# Aylesbury Ducks



## thewonderhorse (7 August 2015)

Hi Folks, I am taking delivery of two Aylesbury Ducks next weekend. I have a duck house and a large pen sorted for them and also an existing pond. I know that they eat corn and quite like a bit of tomato etc but are there any duck owners on here that can tell me more?
My late grandmother used to breed Aylesbury's so it will be the first time they have come back to the farm in 30 + years since she passed away.
I am getting 1 duck and 1 drake. 
Im looking forward to my new arrivals and will be keen to learn and look after them to the best of my ability 
Am I right in thinking I should keep them in their pen for a bit before hopefully letting them free range a bit??. Obviously they will be shut up safely in their house at night but I have a large paddock that they could potter about in and there are plenty of slugs/worms to be had!


----------



## Tronk (7 August 2015)

We had Aylesburys for years when I was a child.
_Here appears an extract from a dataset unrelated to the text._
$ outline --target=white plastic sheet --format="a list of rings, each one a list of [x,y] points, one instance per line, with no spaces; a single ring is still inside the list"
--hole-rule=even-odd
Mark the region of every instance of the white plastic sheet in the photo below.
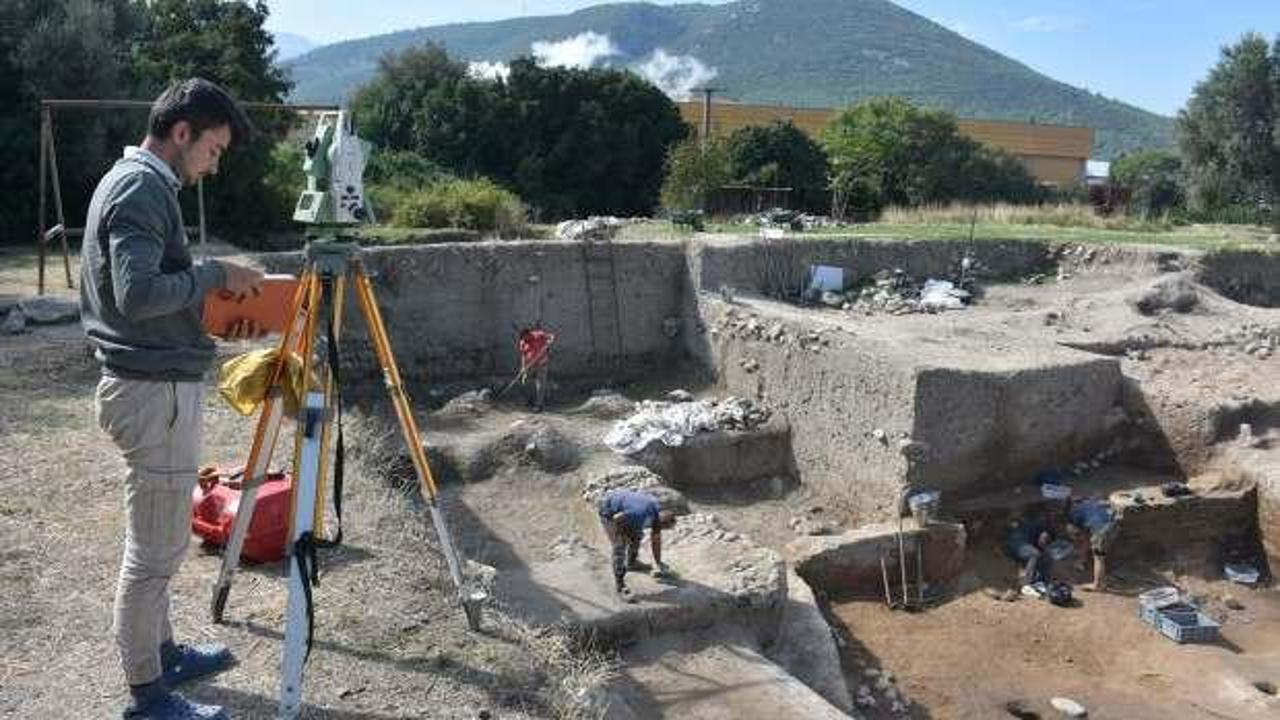
[[[920,306],[925,310],[960,310],[969,299],[969,291],[961,290],[949,280],[924,281],[920,290]]]
[[[646,400],[636,411],[617,421],[604,436],[604,444],[615,452],[634,455],[658,441],[680,447],[686,438],[712,430],[749,430],[768,419],[769,413],[750,400],[729,397],[719,402],[656,402]]]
Great that you've got a pond- I think ducks with no pond is just wrong! We used to feed them on layers pellets I seem to remember. They had their food at night to get them in the hutch away from Mr Fox. My Mum also used to boil up a hideous concoction which she called 'Mash' - basically all the veg peelings etc boiled up. The ducks loved it! They were rubbish at sitting on their eggs though- we got a Muscovy in to do that for them!


----------



## thewonderhorse (7 August 2015)

Yes I totally agree. I wouldn't have ducks unless I had a pond. That's a good idea re the food.  Thank you


----------